Они шли по улице, и Толя сторонился освещенных окон и лампочек, нацепленных на столбы. Примораживало, неохотно тянула поземка. Пурга сделала легкую передышку. Ночью заметет, завертит и понесет все, что можно понести.
Почему-то в Заполярье пурга ночи любит. Добавляет к ним жути. А они без того не больно веселые.
Ибрагим сообщил Толе новость. Городской драмтеатр, где работает кочегаром его знакомый, из-за легкомысленной доверчивости к природе остался без дров: в театре понадеялись на весну, так рано нагрянувшую в этом году, и спешно распределили меж работниками и артистами запас топлива. Теперь срочно нанимают поденщиков, платят им большие деньги — восемнадцать рублей за кубометр. Есть возможность подработать ребятам. Толя сам знает для чего.
— Хорошо, дядя Ибрагим, мы будем возить дрова.
— Пилу, топор я точил. Возьмешь кочегарке. Нарты?

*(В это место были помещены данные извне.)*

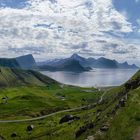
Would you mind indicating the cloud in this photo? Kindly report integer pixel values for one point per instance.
(54, 28)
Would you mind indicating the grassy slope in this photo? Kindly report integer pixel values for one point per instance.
(32, 100)
(16, 77)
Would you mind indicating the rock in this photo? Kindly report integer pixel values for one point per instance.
(2, 138)
(14, 134)
(90, 138)
(83, 129)
(68, 118)
(30, 127)
(104, 128)
(122, 103)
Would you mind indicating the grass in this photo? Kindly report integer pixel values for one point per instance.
(35, 101)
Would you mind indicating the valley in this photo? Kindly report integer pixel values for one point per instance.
(86, 112)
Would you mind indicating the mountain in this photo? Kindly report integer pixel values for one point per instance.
(91, 62)
(26, 62)
(68, 65)
(23, 62)
(18, 77)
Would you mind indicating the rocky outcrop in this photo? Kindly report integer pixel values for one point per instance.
(68, 118)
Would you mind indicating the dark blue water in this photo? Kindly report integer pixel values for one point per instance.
(97, 77)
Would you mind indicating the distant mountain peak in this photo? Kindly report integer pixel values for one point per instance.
(77, 57)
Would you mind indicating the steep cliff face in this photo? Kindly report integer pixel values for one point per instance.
(26, 62)
(23, 62)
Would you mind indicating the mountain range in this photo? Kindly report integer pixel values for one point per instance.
(83, 64)
(23, 62)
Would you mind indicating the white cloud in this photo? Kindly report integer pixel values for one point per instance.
(65, 22)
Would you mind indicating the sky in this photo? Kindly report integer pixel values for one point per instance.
(58, 28)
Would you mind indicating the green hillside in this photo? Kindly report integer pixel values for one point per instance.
(18, 77)
(109, 114)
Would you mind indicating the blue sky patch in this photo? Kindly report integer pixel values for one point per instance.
(17, 4)
(131, 7)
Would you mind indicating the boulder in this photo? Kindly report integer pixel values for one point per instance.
(14, 134)
(104, 128)
(68, 118)
(30, 127)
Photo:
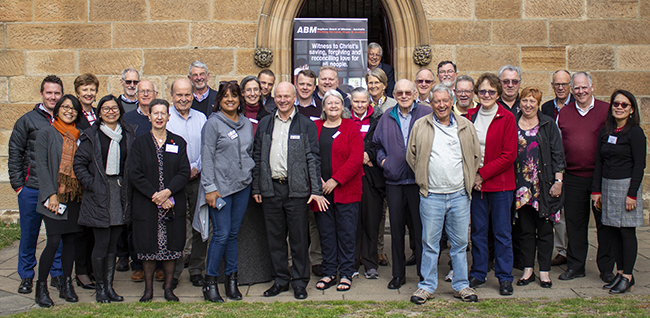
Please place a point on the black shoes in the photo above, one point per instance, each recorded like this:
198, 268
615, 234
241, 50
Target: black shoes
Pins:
25, 286
299, 292
570, 274
196, 280
211, 289
275, 290
42, 296
231, 286
475, 282
505, 288
67, 291
396, 282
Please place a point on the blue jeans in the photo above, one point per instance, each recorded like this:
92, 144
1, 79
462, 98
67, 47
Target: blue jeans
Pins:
225, 227
493, 206
450, 211
30, 226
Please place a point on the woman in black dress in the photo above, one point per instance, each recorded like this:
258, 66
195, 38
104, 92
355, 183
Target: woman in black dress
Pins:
100, 166
58, 196
158, 172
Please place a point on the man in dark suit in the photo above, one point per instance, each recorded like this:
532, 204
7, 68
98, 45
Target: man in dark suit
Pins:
204, 96
375, 53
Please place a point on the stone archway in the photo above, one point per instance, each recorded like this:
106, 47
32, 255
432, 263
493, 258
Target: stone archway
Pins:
407, 20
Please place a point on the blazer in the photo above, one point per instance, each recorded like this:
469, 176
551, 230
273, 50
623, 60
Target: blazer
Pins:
143, 177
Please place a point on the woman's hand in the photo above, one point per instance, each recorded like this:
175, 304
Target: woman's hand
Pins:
211, 198
329, 186
161, 196
630, 204
53, 205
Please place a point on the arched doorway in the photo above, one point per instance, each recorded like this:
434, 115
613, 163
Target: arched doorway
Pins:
406, 20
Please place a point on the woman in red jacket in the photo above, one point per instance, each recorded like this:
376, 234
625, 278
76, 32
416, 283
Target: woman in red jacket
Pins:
494, 185
341, 152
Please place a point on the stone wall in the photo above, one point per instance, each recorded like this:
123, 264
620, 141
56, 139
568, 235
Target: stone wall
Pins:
608, 38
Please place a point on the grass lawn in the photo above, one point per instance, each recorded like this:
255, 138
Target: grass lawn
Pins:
8, 234
635, 306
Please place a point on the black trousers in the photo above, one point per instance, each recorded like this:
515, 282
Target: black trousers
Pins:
284, 215
535, 234
577, 206
404, 200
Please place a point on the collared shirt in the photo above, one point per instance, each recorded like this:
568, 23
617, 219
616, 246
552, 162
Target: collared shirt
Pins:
190, 130
405, 123
584, 112
203, 96
280, 145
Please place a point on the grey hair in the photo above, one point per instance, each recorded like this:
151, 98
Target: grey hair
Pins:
581, 73
510, 68
375, 45
197, 64
130, 69
334, 93
464, 78
361, 90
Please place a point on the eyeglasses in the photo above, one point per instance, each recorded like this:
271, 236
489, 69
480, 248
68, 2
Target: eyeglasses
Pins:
113, 109
507, 82
621, 105
484, 92
403, 93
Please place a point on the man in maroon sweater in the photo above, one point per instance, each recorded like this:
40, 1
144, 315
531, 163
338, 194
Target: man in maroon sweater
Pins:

— Есть. Их только подморозить.
— Латна. — Ибрагим остановился, посмотрел на серые валенки, на криво заглаженную по суконным брюкам «стрелку». — Скажи, кто тебя бил?
Толя вздрогнул, зашарил руками по карманам.
— Кто тебя бил? — В голосе Ибрагима Толе послышался кинжальный звон.
«Ибрагим-то ты Ибрагим, а все-таки кавказец!»
— Это ты про ряшку-то мою? — беспечно воскликнул Толя. — Я об столб ее своротил! Умора! Катался на лыжах, с берега на протоку, и бемс об столб! Умора!
— Какой столб на протоку?
— Да не об телеграфный. У лесотаски.
— Зачем катаишь лесотаски? Апасна! Два ноги ломать нада? Адын мала? Ух, нет роды-тели, ремни драт!
«Слава аллаху! Пронесло!» — сглотнул Толя слюну и перевел разговор на другое. Начал рассказывать о школе, о Женьке Шорникове, как он все песни переиначивает. Ибрагим развеселился, вытирая перчаткой слезы с глаз, кричал: «Хароши парень! Веди его маю кочегарку. Слушить хочу!» На прощанье Ибрагим небрежно сунул Толе в карман пальто рубль.
— Тому девочку и малчику канпет угощай. Женька угощай. Хароши парень! Пока! Ибрагим клуп пошел. Самодытельность. Лызгинка. 3-замечательны капкасский танец! — Он сунул руки в боковые карманы полупальто и пошел враскачку. Над левым глазом Ибрагима серебрилась острая синевато-черная челка.
«Кавалер! Хоть ты сдохни — кавалер!» Рот у Толи растворился от восхищенного удивления и не закрывался до тех пор, пока Ибрагим не скрылся за поворотом.
Толя достал рубль из кармана, разгладил его, свернул вчетверо и спрятал в рукавичку на всякий случай.
Бродил по городу, чувствуя себя богатым. Он, правда, не уходил с центральной улицы и не приближался к «Десятой деревне» — там могло попасть от городских ребят.
В «Десятой деревне» уже прочно обосновался Деменков, имел там, по слухам, роскошную маруху, и если попадешь в руки ему или его дружкам живым не уйдешь.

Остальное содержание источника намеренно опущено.